Personal information
- Full name: Dahood "David" Ibrahim Qaisi
- Date of birth: May 12, 1991 (age 34)
- Place of birth: Reading, Pennsylvania, United States
- Height: 1.86 m (6 ft 1 in)
- Position: Center-back

Team information
- Current team: Harrisburg Heat
- Number: 3

Youth career
- 2006 – 2009: PA Classics
- 2012 – 2013: Harrisburg City Islanders Academy

College career
- Years: Team / Apps / (Gls)
- 2009 – 2013: Lock Haven University / 65 / (5)

Senior career*
- Years: Team / Apps / (Gls)
- 2013: Shabab Al-Khalil SC / 16 / (3)
- 2013 – 2014: Harrisburg Heat / 6 / (2)
- 2014 – 2015: Al Shabab / 0 / (0)
- 2015 – 2016: Harrisburg Heat / 4 / (0)

= Dahood Qaisi =

American professional soccer player (b. 1991)

Dahood "David" Qaisi (born May 12, 1991) is an American professional soccer player who formerly played for professional indoor soccer team Harrisburg Heat of the Major Arena Soccer League.

==College==
Qaisi graduated from Conestoga Valley High School before enrolling at Lock Haven University in 2009. He was a key contributor in defense all 4 years and captained the squad his senior season.

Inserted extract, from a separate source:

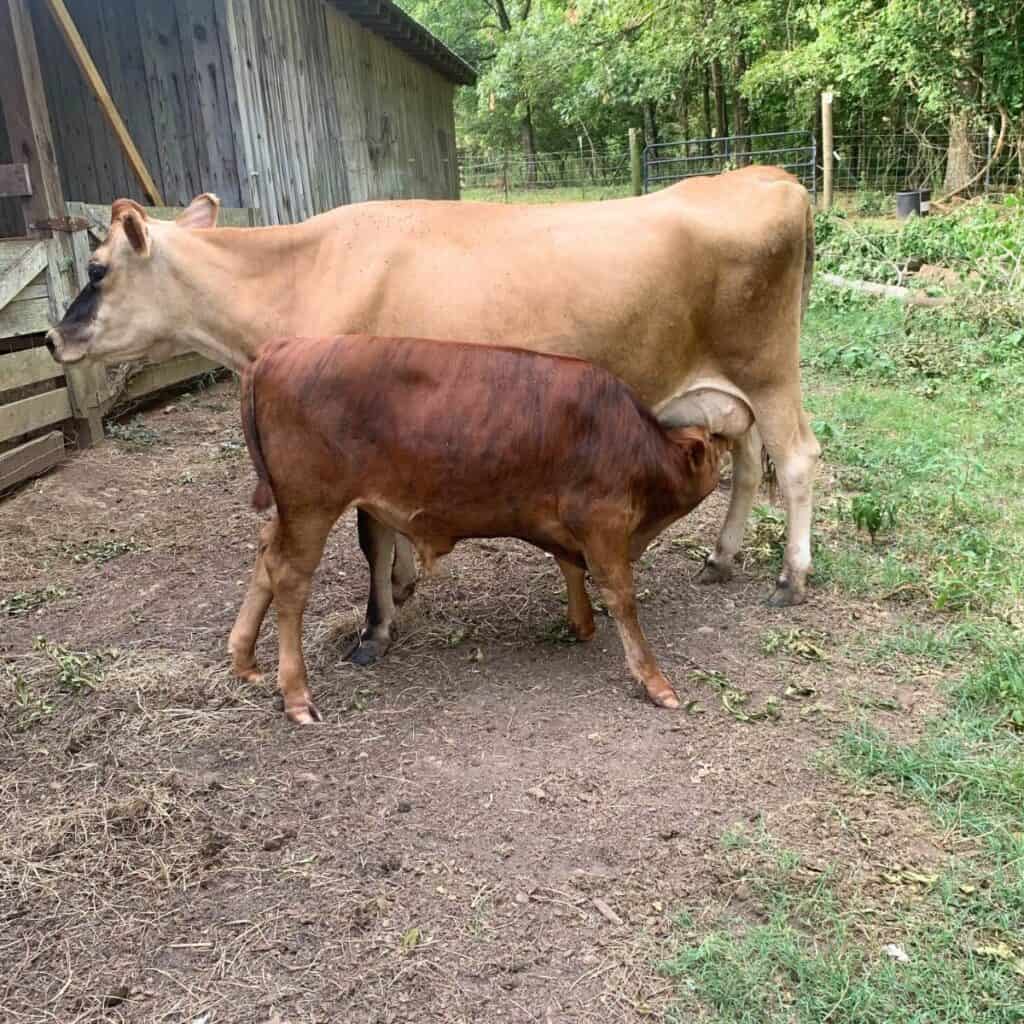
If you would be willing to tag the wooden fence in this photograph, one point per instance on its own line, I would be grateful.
(42, 402)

He tallied 65 total appearances for the Bald Eagles netting 5 goals. Qaisi's impressive play in 2011 earned him a spot on the PSAC Second Team and PSAC First Team in 2012.

==Professional==

=== Shabab Al-Khalil ===
After graduation from Lock Haven University, Qaisi signed with West Bank professional soccer club, Shabab Al-Khalil SC of the Premier League on July 19, 2013. He made his professional debut on July 29, 2013, in Shabab Al-Khalil SC's first game of the preseason against Hilal Al-Quds. He enjoyed a brief stint there making 16 appearances and scoring 3 goals to help win the Palestine Super Cup tournament and the West Bank Super Cup.

=== Harrisburg Heat ===
Qaisi returned to the states to sign with the Harrisburg Heat. He made his Heat debut and scored 2 goals for the Heat in a preseason friendly against the New Jersey Dynamo.

=== Al-Shabab Al-Arabi Club ===

In January 2014, Qaisi signed a contract with Al Shabab Club for the 2014 - 2015 season in Dubai of the United Arab Emirates.

=== Harrisburg Heat ===

He returned to the states once again to sign with the Harrisburg Heat.